SELFI: Autonomous Self-Improvement with Reinforcement Learning for Social Navigation

Published 1 Mar 2024 in cs.RO, cs.CV, and cs.LG | (2403.00991v2)

Abstract: Autonomous self-improving robots that interact and improve with experience are key to the real-world deployment of robotic systems. In this paper, we propose an online learning method, SELFI, that leverages online robot experience to rapidly fine-tune pre-trained control policies efficiently. SELFI applies online model-free reinforcement learning on top of offline model-based learning to bring out the best parts of both learning paradigms. Specifically, SELFI stabilizes the online learning process by incorporating the same model-based learning objective from offline pre-training into the Q-values learned with online model-free reinforcement learning. We evaluate SELFI in multiple real-world environments and report improvements in terms of collision avoidance, as well as more socially compliant behavior, measured by a human user study. SELFI enables us to quickly learn useful robotic behaviors with less human interventions such as pre-emptive behavior for the pedestrians, collision avoidance for small and transparent objects, and avoiding travel on uneven floor surfaces. We provide supplementary videos to demonstrate the performance of our fine-tuned policy on our project page.

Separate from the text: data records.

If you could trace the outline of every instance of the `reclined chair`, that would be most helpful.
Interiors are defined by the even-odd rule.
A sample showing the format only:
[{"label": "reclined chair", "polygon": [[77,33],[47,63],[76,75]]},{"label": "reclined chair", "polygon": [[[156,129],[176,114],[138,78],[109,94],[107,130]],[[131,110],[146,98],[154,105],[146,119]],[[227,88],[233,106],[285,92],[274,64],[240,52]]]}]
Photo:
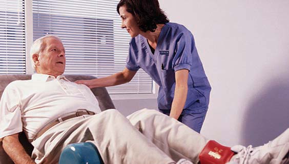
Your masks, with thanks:
[{"label": "reclined chair", "polygon": [[[71,81],[95,78],[92,76],[87,75],[67,75],[65,77]],[[0,98],[4,89],[10,82],[18,80],[29,80],[31,78],[31,75],[1,75]],[[98,101],[99,107],[101,111],[115,108],[105,87],[93,88],[91,89],[91,91]],[[23,132],[20,133],[19,139],[27,153],[31,155],[33,147],[28,142]],[[63,150],[59,159],[59,164],[66,163],[103,164],[104,162],[96,147],[91,143],[85,143],[72,144],[67,146]],[[0,142],[0,164],[14,164],[3,149],[2,142]]]}]

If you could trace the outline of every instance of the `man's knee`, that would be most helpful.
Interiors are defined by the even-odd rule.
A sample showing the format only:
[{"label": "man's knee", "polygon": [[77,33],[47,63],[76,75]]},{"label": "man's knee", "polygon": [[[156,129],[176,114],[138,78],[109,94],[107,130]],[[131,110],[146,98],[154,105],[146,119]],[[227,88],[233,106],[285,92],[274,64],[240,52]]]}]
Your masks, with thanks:
[{"label": "man's knee", "polygon": [[128,116],[127,118],[130,120],[132,120],[136,119],[137,120],[143,120],[146,119],[146,118],[152,118],[154,116],[158,115],[165,115],[164,114],[161,113],[157,110],[144,108],[133,112],[131,114]]},{"label": "man's knee", "polygon": [[122,115],[122,114],[121,114],[121,113],[120,113],[118,110],[115,109],[108,109],[104,111],[101,113],[102,113],[102,114],[105,114],[109,116],[114,116],[114,115]]}]

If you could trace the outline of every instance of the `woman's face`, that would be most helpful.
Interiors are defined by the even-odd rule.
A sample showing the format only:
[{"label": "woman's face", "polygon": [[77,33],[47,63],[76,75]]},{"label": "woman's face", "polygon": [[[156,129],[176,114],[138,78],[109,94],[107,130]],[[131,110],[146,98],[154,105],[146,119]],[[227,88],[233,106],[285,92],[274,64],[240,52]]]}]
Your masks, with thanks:
[{"label": "woman's face", "polygon": [[119,15],[121,18],[121,28],[126,29],[132,37],[139,34],[140,30],[135,21],[133,15],[127,11],[127,7],[122,6],[119,7]]}]

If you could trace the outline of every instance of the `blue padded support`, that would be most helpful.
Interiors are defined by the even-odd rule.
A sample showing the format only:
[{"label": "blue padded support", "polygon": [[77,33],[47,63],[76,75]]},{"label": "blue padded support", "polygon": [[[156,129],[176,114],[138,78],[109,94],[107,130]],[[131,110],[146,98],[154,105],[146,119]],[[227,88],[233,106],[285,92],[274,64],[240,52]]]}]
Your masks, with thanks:
[{"label": "blue padded support", "polygon": [[62,151],[59,164],[104,164],[93,144],[80,143],[68,145]]}]

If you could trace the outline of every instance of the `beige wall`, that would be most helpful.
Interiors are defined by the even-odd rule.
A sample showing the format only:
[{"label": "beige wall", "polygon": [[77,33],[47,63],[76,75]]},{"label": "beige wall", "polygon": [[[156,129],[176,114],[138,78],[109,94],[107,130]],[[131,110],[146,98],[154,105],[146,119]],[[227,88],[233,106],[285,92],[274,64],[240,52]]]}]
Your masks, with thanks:
[{"label": "beige wall", "polygon": [[[213,89],[201,133],[257,145],[289,127],[289,1],[159,0],[195,36]],[[126,115],[155,99],[114,101]]]}]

Abstract PDF HTML Upgrade to Chat

References (49)

Citations (4)

View on Semantic Scholar

Summary

The paper presents SELFI, which integrates reinforcement learning techniques to fine-tune pre-trained social navigation policies for robots.
It combines model-free online learning with offline model-based learning to stabilize and accelerate policy improvement in complex, real-world scenarios.
Extensive tests demonstrate that SELFI enables robots to navigate seamlessly around pedestrians and obstacles with minimal human intervention.

Overview

In recent developments, the endeavor to enhance robotic systems' efficiency and effectiveness in real-world applications has seen a notable shift toward enabling these systems to learn and adapt through experience. A significant contribution to this field is presented in the study titled "SELFI: Autonomous Self-Improvement with Reinforcement Learning for Social Navigation", where the authors introduce SELFI, an online learning method designed for fine-tuning pre-trained control policies of robots engaged in social navigation tasks. This method amalgamates online model-free reinforcement learning (RL) with offline model-based learning to synthesize the strengths of both approaches, thus enabling rapid and efficient policy improvement.

Methodology

SELFI stabilizes the online learning process by incorporating a model-based learning objective, utilized during the offline pre-training phase, into the Q-values learned through online model-free reinforcement learning. This integration facilitates the fine-tuning of control policies in real-world environments by enabling robots to learn from online experiences without significant human intervention. The method is particularly tailored for social navigation, where robots must navigate indoor spaces while avoiding obstacles and maintaining socially compliant behavior around pedestrians.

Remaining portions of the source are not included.